One of the reasons it is often quoted that NY,NY is one of the greenest cities in the world, is because of the extremely high public transport use, notable walkability and very low car ownership, at least on Manhattan and the closer boroughs.

The Bullit Centre is actually the subject of my earlier post 'Greenest building in the world' at

bryan said...

There is an interesting question that’s posed when defining the difference in sustainability between “new architecture” and “old architecture”. Mentioned, is the idea of “older buildings tend to have higher energy star scores because they have thicker walls, fewer windows and less ventilation”. The comparison between old buildings and new buildings, I find, has a link to the societal and cultural values that are evident during that period of time and why the need to reconsider the direction of where possible new architecture is heading.
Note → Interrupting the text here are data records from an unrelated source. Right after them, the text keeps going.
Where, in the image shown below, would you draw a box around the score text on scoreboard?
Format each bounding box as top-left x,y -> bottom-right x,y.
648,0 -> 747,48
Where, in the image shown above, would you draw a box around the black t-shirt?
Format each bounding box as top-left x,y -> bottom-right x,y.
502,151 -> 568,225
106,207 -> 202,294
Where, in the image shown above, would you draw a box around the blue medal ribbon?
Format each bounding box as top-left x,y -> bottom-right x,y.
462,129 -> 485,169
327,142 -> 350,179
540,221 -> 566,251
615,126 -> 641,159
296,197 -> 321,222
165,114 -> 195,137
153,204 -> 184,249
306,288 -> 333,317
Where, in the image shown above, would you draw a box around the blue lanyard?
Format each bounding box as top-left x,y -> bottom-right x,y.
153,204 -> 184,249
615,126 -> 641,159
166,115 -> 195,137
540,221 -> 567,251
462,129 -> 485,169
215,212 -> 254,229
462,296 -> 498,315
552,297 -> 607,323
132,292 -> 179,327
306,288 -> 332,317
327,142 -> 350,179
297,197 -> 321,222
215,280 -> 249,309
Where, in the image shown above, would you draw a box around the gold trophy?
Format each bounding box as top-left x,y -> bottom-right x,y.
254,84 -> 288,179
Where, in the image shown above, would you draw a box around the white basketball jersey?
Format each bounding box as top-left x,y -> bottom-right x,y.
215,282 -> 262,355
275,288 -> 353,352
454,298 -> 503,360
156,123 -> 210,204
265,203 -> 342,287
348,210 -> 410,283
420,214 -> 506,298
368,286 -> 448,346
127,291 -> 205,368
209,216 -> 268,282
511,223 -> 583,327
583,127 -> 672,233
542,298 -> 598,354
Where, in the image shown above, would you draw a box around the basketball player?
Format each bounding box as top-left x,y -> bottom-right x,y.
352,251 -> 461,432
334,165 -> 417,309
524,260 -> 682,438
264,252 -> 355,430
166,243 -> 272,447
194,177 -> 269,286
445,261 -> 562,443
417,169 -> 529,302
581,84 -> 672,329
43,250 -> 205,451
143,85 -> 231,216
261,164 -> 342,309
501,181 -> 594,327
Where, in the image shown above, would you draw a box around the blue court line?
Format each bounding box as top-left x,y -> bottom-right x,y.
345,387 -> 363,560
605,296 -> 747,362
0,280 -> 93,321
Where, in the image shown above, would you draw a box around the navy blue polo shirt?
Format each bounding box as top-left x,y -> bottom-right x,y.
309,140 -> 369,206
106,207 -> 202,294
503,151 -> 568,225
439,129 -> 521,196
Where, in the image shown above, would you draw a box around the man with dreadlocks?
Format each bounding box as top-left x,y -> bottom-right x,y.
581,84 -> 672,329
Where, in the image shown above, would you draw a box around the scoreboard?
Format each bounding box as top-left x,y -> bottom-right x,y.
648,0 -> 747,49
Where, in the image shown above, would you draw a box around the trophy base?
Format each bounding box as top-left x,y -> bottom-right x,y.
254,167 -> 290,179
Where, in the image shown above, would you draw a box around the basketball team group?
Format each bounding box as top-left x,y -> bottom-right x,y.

In the earlier years, high-rises have been proposed to be fast and efficient construction in order to cater for the developing economy. This was achieved through new technology at the time including steel frame and metal cladding panels and large thermal mass walls, as seen through the Empire State building and Chrysler building. This simple yet effective construction technique allows for possible refurbishment and alterations when necessary, even though this may not be the ultimate reasoning resulting in up-to-date standards for sustainability.

The modern craze of tall glazed buildings located in dense high-rise cities is a reflection of the new architecture that has developed in more recent decades. The need for more space but also maintain and create desirable views and luxury spaces seems to be a necessity in new development briefs. The notion of sustainability is addressed through the inclusion of roof top terraces or “sky gardens” that sustain their own micro-climate/environment is quite evident through the WOHA complex in Singapore. Similarly the Central Park complex in Sydney by Jean Nouvel is another building that reference this notion of a high rise garden and where the need to maintain and increase greenery in place of the building footprint is clear. There seems to be a general understanding that by creating a green fa├žade or rooftop may address a sense of sustainability. My question is whether the need for this to be explored is more important than targeting the issue from the interior from the beginning, including the services but also the occupants.

Steve King said...

You may be aware that the Empire State Building was painlessly refurbished to very much higher standards of thermal performance, resulting in greater energy efficiency. Window units were replaced at night, with tenants hardly aware of work had been done. And as a bonus, the general heritage values of the building were reasonably well preserved.
Worth googling; I don't have a link at hand.

Sam Ellis said...

local law 84 was passed in 2009 and since then Energy usage has been controlled significantly. Which proved to be the best ordinance to save wasted energy.